Sequoia has closely guarded its return figures for 15 years. The backer of Google, YouTube, Apple, WhatsApp and other internet blockbusters went to great lengths to keep its returns secret, kicking investors out of its funds and holding back information from limited partners.
But in its quest to raise a mega-fund, that is all about to change.
Sequoia’s battle to keep its internal rates of return secret dates back to July 2003, when a California court ordered the University of California Regents to disclose fund-level IRRs. As a result, Sequoia and a handful of other venture firms, including Kleiner Perkins Caulfield & Byers and Accel Partners, tried to stop their performance being disclosed by pension plan LPs.
The University of California and the University of Michigan were asked to leave Sequoia’s 11th fund, with minutes of a California Regents meeting at the time labelling their departure a “removal”. But the Regents continued to invest with Sequoia. The University of California has commitments to three of its funds, although Private Equity International understands Sequoia doesn’t send performance information to the plan for fear of it being made public. On the California Regents website Sequoia returns are listed up to March 2003, but IRR information on the more recent vehicles – 2010, 2011 and 2012-vintages – has been replaced with ‘N/A’, the only ones where this is the case. The Regents did not respond to requests for comment.
One multibillion European fund investor told PEI that not submitting returns to LPs is “a very questionable practice. [It means as an investor] you are effectively running blind.” Another industry source defended the practice: “Public disclosure is the difference between a company that can go from a billion-dollar valuation to zero, if competitors get my information. Any investor that forces me into disclosing: I don’t want them [in my fund].”
But at $8 billion, Sequoia’s new global growth fund is quadruple the size of the previous fund, Global Growth II, which closed last year. The firm needs LPs to feed this growth, and US public pension plans aren’t shy about writing big tickets.
Time to change
These two facts may have prompted a rethink.

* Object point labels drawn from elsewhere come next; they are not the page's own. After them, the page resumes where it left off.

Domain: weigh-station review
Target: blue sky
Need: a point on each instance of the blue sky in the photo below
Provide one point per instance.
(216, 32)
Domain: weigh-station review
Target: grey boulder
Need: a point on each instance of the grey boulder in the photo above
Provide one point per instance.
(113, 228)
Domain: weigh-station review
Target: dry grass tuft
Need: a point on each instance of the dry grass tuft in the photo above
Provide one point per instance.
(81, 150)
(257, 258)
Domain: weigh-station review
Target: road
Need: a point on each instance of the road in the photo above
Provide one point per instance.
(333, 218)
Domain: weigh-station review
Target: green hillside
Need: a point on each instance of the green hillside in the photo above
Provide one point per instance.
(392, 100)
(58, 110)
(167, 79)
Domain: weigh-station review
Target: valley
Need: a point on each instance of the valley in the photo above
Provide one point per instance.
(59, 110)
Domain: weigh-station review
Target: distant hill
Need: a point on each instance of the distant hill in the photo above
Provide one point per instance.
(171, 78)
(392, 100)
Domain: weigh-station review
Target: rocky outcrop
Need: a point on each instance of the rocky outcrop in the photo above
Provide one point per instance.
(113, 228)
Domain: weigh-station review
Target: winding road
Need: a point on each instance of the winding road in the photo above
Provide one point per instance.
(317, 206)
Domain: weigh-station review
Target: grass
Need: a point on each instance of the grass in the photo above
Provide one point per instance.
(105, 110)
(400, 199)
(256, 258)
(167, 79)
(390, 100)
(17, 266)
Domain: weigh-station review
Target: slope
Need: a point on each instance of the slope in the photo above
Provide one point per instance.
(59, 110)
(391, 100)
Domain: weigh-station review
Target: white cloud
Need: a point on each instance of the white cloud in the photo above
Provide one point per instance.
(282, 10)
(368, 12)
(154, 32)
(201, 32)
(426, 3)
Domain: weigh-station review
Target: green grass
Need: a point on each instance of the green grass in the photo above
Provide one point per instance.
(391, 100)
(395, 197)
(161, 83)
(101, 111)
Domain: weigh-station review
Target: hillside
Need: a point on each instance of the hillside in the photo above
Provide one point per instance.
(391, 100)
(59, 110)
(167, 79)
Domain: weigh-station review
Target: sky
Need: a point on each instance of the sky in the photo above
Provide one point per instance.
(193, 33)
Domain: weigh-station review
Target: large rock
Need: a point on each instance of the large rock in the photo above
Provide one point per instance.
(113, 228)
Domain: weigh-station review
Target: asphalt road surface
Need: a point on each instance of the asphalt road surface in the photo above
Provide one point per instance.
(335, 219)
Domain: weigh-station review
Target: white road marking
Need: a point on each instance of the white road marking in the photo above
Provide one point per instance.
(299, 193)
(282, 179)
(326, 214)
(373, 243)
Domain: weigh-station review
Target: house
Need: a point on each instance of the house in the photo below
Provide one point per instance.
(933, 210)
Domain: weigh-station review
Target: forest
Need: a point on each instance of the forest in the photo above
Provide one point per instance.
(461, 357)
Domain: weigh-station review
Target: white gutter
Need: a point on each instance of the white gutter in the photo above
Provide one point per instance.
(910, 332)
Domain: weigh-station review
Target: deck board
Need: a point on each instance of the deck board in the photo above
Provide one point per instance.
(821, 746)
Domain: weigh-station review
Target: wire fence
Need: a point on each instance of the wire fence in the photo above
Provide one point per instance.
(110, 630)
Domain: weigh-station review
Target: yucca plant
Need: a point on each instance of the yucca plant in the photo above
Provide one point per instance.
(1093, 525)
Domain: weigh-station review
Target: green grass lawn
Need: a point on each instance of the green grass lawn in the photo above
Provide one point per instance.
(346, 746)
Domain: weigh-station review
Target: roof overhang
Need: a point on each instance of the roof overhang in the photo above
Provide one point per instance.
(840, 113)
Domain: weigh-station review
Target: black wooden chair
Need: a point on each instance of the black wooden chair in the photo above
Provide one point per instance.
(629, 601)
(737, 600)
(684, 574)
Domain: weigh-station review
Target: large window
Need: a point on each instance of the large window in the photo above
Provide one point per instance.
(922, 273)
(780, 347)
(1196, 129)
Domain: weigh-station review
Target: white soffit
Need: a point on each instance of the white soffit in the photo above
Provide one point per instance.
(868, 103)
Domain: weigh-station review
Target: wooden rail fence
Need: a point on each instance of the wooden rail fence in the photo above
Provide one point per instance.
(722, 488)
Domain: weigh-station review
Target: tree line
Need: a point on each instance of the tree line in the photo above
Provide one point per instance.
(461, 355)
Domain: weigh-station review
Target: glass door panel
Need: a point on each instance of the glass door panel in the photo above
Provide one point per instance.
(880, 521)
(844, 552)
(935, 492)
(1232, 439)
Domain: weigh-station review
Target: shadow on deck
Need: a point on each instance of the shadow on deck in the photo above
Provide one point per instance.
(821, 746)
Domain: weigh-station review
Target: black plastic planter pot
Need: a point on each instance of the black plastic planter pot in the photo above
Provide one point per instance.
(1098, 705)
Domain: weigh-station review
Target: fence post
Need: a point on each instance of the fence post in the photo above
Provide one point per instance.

Washington State Investment Board committed $350 million to Sequoia Global Growth III in April and told PEI Sequoia will be treated “like every other fund”, with IRR reported quarterly. “All general partners that work with Washington State understand the level of transparency and public disclosure that accompanies a working relationship with the WSIB. We discuss this explicitly, along with the fact that forward-looking investment strategy is protected as exempt from public disclosure under public information laws,” Chris Phillips, WSIB’s director of institutional relations tells PEI. The firm “is reaching out to a broader array of potential investors in an effort to build a relatively larger pool of growth capital”, according to Phillips.
It’s difficult to quantify how widespread the barring of public LPs or the withholding of performance information is. California Regents does disclose other venture IRRs, as does WSIB. But the largest US public plans have limited exposure to the brand-name venture houses. The California Public Employees’ Retirement System tells PEI it hasn’t invested in a venture fund in more than seven years. Sequoia declined to comment. KPCB and Accel did not respond to requests.
“Members of the venture capital community do not believe that recitation of IRRs are an accurate reflection of assets,” California Regents said at a meeting where it discussed venture firms’ reluctance to disclose. These concerns aren’t unwarranted. There are good reasons to be cautious when judging a fund by its IRR, and plenty of critics who argue it’s not the best metric.
But big firms such as Sequoia, which champion innovation, haven’t innovated IRR away. Instead they’ve chosen to hide from it. With Sequoia’s performance coming back online, perhaps it’s time for the venture industry to disrupt the world of performance metrics.